2. Respect her relationship with her mom — and don't try to compete. You'll lose.
3. Respect her relationship with your son — and don't talk to him negatively about her to him. You'll lose that battle, too.
4. Remember, we all learned to be good parents while we were on the job— and she's doing the best she can. Give her the benefit of the doubt, and never forget how sensitive you were as a young parent trying to do your best. Remember how important it was to hear encouragement instead of criticism as a young mom especially from your parents and in-laws
1. Respect your husband's relationship with his mother — whatever your opinion of her. You may get him on your side of your conflict with her, but your entire family, especially your children, will suffer as a result.
2. Remember that all grandparents — unless they are abusive or their behavior is in some way harmful to the kids — deserve to know their grandchildren, and vice-versa. If possible, let all the grandparents spend time alone with the kids. That is the only way they can establish lasting bonds.
3. Cut the grandparents some slack — within reason. Be a little flexible with some of the rules, remember the reason they do what they do is not to disrespect you but because they love their grandchildren so very much.
4. If you happen to be the mother of sons, beware. Someday, you may be a mother-in-law with grandchildren, too. Behave accordingly because things we do have a way of coming back on us later.
For Both Mothers-in-law and Daughters-in-law
1. Boundaries is a very good word to remember — healthy boundaries are what help us create and maintain friendly relations. Set boundaries for yourself, and respect your in-law's boundaries.
2. Let go of your expectations about how things should be or the way it was for you and work with the way things are. This means accepting the whole extended family and all they bring into the picture as well as other nonnegotiable circumstances.
3. Always think of the kids. Model the values you want the children to learn. Do you want to train them in criticism and disrespect, or trust and compassion? This is probably the most important point of all and it goes for both sides.

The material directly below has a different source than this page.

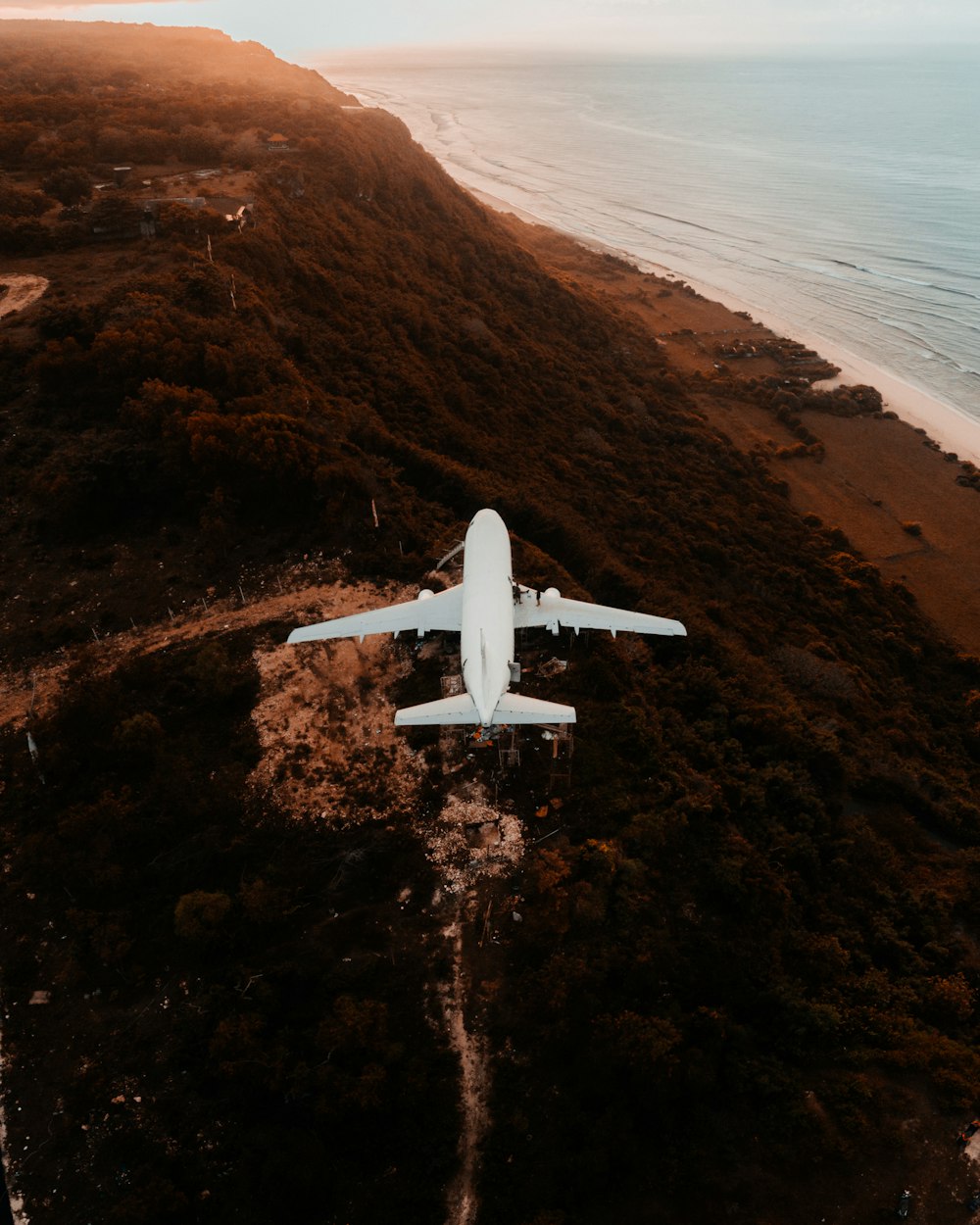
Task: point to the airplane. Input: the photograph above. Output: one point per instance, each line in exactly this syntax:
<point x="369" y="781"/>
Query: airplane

4. Remember, there is enough love to go around for everyone. Every person brings something good and different into your children's and grandchildren's lives, learn to embrace those differences not reject them as your children will be more balanced and well-rounded if you do.
I borrowed some of this information from an article in Grandparents.com, a great resource for grandparents.
Many of these steps could easily be used for any relationship in your life that you are struggling with. If you can apply these principles to your relationships it really will simplify your life.